Publicado mi Gabriel Miró: Trilogía de Sigüenza en 1972, nunca he desaprovechado la ocasión de volver a labrar en el huerto de Gabriel Miró. A lo largo de treinta años de docencia universitaria, mis deslindes literarios han sido muchos y varios: desde Cervantes hasta los poetas más desconocidos, como es el caso del modernista ferrolano Ramón Goy de Silva, desde la narrativa de Henry James hasta el pensamiento de Ramiro de Maeztu, en mi curriculum vitae hay de todo un poco. Pero siempre he querido volver a Gabriel Miró, siempre lo he tenido presente como un locus amoenus al cual acogerme cada equis número de años o de cursos académicos. El mismo placer, una idéntica estima me sobrecoge cada vez que me sumo en una de sus obras tan perfectamente engarzadas como las de un orfebre de antaño. Estas deseadas vueltas al ameno recinto mironiano han dado ocasión no sólo a nuevas publicaciones, sino también a nuevas amistades, duraderas como las antiguas más arriba mentadas, y que sumadas a ellas me hacen pensar en una hermandad tanto académica como familiar, cuyos lazos son los textos mironianos que todos compartimos y que nos atan para siempre. Con motivo de recientes trabajos en torno a la obra de Gabriel Miró he tenido la suerte de ser bienvenido al recinto alicantino nativo de Miró por otros admiradores suyos como Miguel Ángel Lozano Marco, Enrique Rubio Cremades, Rosa Monzó, y he podido renovar amistades contraídas mucho antes como la de Vicente Ramos. Los recientes simposios internacionales han sido igualmente una oportunidad única para reunirse y colaborar una vez más profesores e investigadores cuya dedicación a la obra mironiana es indiscutible.

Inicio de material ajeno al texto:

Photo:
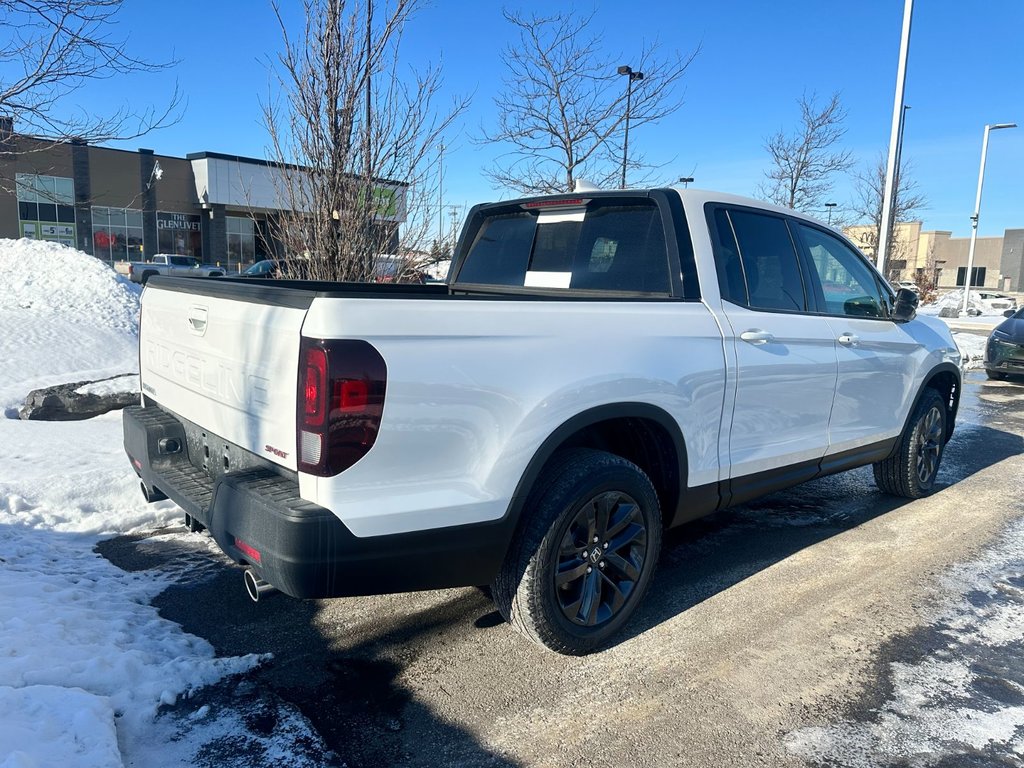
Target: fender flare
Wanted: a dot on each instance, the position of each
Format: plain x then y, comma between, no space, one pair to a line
942,368
581,421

De esta forma Gabriel Miró me ha acompañado a lo largo de tres décadas de mi madurez vital e intelectual. Su compañía ha sido la más grata, la más constante e indudablemente la más duradera. Al igual que la amistad entre dos amigos no se quiebra ni se disminuye por años de ausencia, de silencios o de distancia que los separe, tampoco mis alejamientos intermitentes de los textos mironianos han disminuido en ningún momento mi perenne atracción por los eternos valores encerrados en las páginas de sus libros. Ahora que sé que pocos son los libros que me quedan por hacer, tengo ya empezado en mi telar el que acaso sea el último que escriba y que será una vuelta al primero que publiqué sobre Gabriel Miró y su entrañable Sigüenza hace ahora treinta y tres años. Quiero que de este modo mi círculo como lector, investigador y catedrático se cierre con una despedida serena y evocadora del compañero más leal que he tenido en mi vida.